Cottage cheese and tomato

Yield: 100 Servings

Measure Ingredient
12½ pounds COTTAGE CHEESE 5 LB
12½ pounds TOMATOES FRESH
4 pounds LETTUCE FRESH

1. TRIM, WASH, AND PREPARE SALAD VEGETABLE AS DIRECTED ON RECIPE CARD M-G-1.

2. CUT EACH TOMATO INTO 8 WEDGES; SET ASIDE FOR USE IN STEP 5.

3. PLACE 1 LETTUCE LEAF ON EACH SERVING DISH.

4. PLACE ¼ CUP (1-NO. 16 SCOOP) COTTAGE CHEESE IN CENTER OF LETTUCE LEAF.

5. ARRANGE 3 TOMATO WEDGES AROUND COTTAGE CHEESE.

6. GARNISH WITH PAPRIKA. COVER; REFRIGERATE UNTIL READY TO SERVE.

NOTE: 1. IN STEP 1, 4 LB 5 OZ FRESH LETTUCE A.P. WILL YIELD 4 LB TRIMMED LETTUCE.

NOTE: 2. IN STEP 1, 12 LB 12 OZ FRESH TOMATOES A.P. WILL YIELD 12 LB 8 OZ TOMATO WEDGES.
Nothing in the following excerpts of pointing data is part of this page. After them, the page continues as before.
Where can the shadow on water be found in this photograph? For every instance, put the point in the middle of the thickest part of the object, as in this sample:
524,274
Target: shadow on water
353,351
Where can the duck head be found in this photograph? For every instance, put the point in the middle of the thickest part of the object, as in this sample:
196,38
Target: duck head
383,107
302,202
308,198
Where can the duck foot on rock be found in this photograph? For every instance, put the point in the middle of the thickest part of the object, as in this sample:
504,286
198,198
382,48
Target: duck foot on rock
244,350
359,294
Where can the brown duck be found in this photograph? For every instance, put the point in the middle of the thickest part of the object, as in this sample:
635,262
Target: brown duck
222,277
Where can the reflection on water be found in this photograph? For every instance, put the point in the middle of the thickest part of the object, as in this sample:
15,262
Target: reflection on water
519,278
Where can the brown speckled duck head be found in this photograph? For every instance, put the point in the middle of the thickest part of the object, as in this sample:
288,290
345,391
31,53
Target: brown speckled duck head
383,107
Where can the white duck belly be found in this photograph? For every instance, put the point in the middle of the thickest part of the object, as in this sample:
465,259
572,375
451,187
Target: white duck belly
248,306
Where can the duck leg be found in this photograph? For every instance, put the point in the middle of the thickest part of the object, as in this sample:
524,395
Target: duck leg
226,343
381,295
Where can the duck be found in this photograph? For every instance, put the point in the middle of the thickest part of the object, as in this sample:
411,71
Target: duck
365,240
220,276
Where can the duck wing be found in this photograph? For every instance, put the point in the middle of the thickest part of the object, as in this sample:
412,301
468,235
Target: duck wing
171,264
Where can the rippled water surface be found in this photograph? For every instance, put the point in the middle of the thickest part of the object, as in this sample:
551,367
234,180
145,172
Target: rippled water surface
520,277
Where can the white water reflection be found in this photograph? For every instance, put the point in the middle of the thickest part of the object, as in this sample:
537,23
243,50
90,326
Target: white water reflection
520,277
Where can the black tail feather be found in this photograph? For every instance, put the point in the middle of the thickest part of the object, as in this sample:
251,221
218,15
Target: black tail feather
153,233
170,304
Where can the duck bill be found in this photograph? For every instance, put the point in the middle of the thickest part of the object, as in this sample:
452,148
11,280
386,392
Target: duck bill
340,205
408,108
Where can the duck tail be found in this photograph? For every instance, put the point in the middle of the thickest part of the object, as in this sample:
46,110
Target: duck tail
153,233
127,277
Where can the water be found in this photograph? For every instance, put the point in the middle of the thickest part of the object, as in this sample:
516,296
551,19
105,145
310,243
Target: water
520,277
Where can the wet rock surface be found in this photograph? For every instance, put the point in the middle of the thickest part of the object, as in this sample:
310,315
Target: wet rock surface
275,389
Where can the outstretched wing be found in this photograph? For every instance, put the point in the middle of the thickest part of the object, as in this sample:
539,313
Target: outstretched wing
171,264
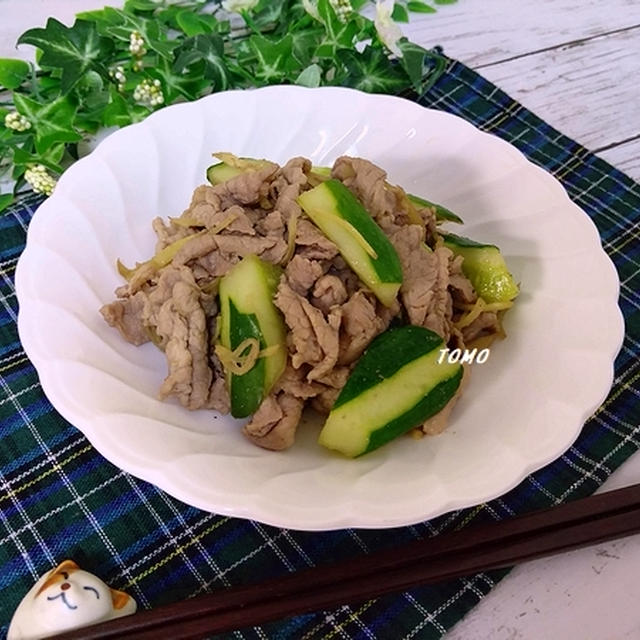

NOTE: 3. IN STEP 4, 1 LB 1 OZ (2-NO. 10 CN) CANNED DEHYDRATED COTTAGE CHEES

MAY BE USED. REHYDRATE ACCORDING TO INSTRUCTIONS ON CONTAINER.

Recipe Number: M01400

SERVING SIZE: ¼ CP(2 O

From the <Army Master Recipe Index File> (actually used today!).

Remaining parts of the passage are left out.